Little fourteen-month-old Cockerpoo Izzy (on the left) knows if she barks for long enough she will eventually find her people’s breaking point and get the attention she wants, that if she scratches at the back door someone will open it immediately each time, if she jumps up at people it guarantees attention of some sort – every time. It’s important she stops jumping up, because the people have lots of children coming to their house.

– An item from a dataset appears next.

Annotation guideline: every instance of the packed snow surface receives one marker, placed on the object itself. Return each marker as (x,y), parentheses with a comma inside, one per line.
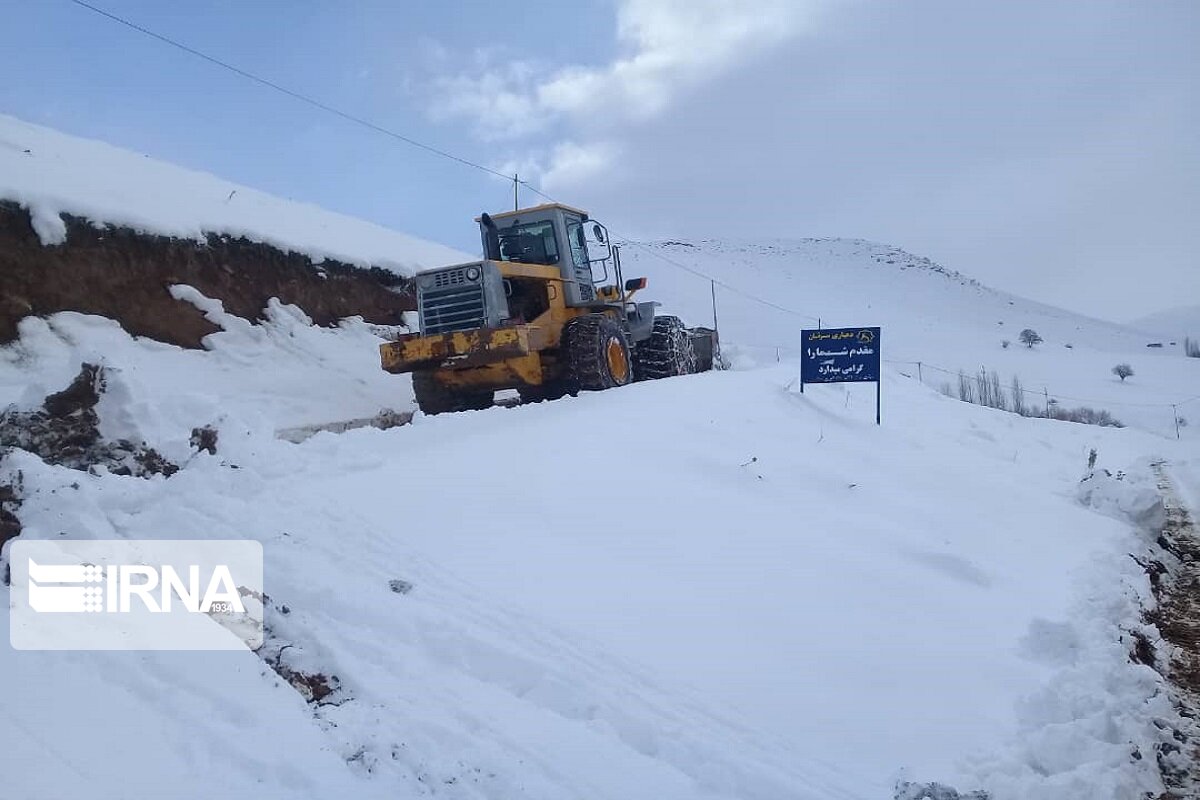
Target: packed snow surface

She is a gorgeous little dog with a wonderful personality, and plenty of it! I have had special training in this line of behaviour from my own Cocker Spaniel, Pickle. No amount of book-learning or education can teach how to deal with this sort of thing as well as hands on experience with ones own dog. I call it ‘Pickling’ – constantly looking for something to do and noisily pestering to get what he wants – given a chance. One thing that is a complete waste of time is to get cross! Pickle has now mostly learnt that good behaviour along with plenty to keep him busy gets the best results, but it has been quite a learning curve for me and I appreciate how difficult it is getting other people on board so they don’t sabotage my efforts!
Just like Pickle, Izzy is loving, soft and gentle – an absolute darling.
I put my experience to good use and soon had Izzy like putty in my hands! She was really focused on me. Never had they had such a calm and quiet evening. We showed her why it was far nicer to have her feet on the floor. It was like a little dance. She put her feet on me – I gently tipped her off and looked away – her feet went back on the floor – I tickled her chest gently. Clever little dog then worked it out that she still was rewarded for jumping up, but it was part of a chain – she still got her attention in the end so I didn’t reward her each time. Then I started to ignore her and wait for her to work it out and get down by herself. She sat down. BINGO. Soon you could see she was thinking about putting her feet up on me but not doing it, and sitting down instead! Food Reward!
Intermittently she went back to pestering to be let out, which we ignored. When she gave up I opened the door. As I suspected, she didn’t want to go outside – just someone to jump up at her bidding – especially when they are busy doing something else, like eating, talking, watching TV or on the phone. I know all the tricks – Pickle has taught me!
The most exasperating problem of all is that Izzy barks persistently until she gets what she wants, and although she didn’t do this when I was there directing operations, she has to learn that barking, also, doesn’t get results. Never. Dogs do what works, even if it only works sometimes. They may even have to walk out on her and shut the door when she starts. Barking that never gets results is a waste of time. The important flip-side to this is they must instigate attention and fun things more regularly themselves – when she’s quiet.
She needs lots of praise for doing the right things, but not so much that it fires her up again. A benefit that will filter down from her gentleman owner being less of a pushover at home is she will take more notice of him when they are out and he wants to call her back to him.